Each six week session includes topics on:

Week 1   Benefits of exercise during pregnancy, red flags, changes to your body, ACOG guidelines, importance of breathing and posture during exercise

Week 2    Diastasis recti, core and pelvic floor anatomy

Week 3    Pelvic organ prolapse, incontinence, modifying exercises as needed during pregnancy

Week 4    Nutrition, common pelvic girdle pains, low back pain

Week 5    Labor positions to decrease risk of tearing or current pain considerations, perineal massage, scars and pain after delivery, relaxation tips during labor

Week 6    Recovery after baby comes home, nutrition, body mechanics including lifting baby, car seats, posture while breast feeding, recovery after c-section, importance of postpartum rehab

There are many online courses that offer similar programs, but I think nothing compares to meeting one on one with a women’s health Physical Therapist. We can look at your posture, body mechanics and life in general to make recommendations based on your specific needs. 

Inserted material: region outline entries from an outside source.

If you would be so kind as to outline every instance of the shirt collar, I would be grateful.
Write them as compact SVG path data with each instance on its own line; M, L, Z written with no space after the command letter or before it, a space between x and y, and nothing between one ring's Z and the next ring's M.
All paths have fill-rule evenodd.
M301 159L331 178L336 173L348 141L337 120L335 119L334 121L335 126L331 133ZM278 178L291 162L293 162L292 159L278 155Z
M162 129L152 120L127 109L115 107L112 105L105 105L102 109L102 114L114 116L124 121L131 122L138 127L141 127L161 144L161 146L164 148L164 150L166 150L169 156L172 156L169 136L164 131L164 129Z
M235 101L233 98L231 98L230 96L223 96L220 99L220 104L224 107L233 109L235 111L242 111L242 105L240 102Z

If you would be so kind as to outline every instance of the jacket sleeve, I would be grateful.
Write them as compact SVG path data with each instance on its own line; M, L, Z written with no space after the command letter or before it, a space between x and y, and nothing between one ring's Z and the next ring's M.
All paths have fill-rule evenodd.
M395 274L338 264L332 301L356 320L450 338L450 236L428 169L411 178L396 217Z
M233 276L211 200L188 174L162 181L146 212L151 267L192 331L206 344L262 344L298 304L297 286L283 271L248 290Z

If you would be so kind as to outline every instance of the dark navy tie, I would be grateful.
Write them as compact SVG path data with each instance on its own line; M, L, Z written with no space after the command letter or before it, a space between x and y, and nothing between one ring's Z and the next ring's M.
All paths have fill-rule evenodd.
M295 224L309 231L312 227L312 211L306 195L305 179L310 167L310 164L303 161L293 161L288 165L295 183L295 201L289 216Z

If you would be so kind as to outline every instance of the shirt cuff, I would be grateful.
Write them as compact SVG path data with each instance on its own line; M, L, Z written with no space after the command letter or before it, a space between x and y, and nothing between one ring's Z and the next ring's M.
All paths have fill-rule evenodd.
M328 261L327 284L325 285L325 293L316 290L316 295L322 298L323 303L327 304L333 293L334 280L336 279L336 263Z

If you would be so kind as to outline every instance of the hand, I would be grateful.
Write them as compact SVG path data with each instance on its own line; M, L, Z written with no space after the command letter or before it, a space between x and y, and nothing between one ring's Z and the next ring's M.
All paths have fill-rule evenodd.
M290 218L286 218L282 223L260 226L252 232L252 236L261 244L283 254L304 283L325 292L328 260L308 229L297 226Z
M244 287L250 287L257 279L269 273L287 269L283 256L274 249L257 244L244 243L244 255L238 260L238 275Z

This has been a dream of mine for a long time, to offer classes where I can reach even more women and hopefully make a difference in this important part of their life. So many times I work with women whose babies are 6 months, 3 years of age or even 10 years old. The number one question I hear is “why didn’t anyone tell me there was help available?” Changes that happen to a woman’s body while pregnant and into the postpartum period are too many times dismissed as a “normal” part of entering motherhood. Whether its leakage with exercise, pain during intercourse, or dealing with pelvic organ prolapse, there IS help available, and no one should accept certain conditions as a normal way of life.

Hopefully by catering to Moms during their pregnancy journey we will be that much ahead of the game, so fewer Moms will be asking why they were never told there was help out there. My goal is to offer a supportive place for Moms where we can provide safe but effective exercise programs, give the education they need, as well as a little TLC in the mix.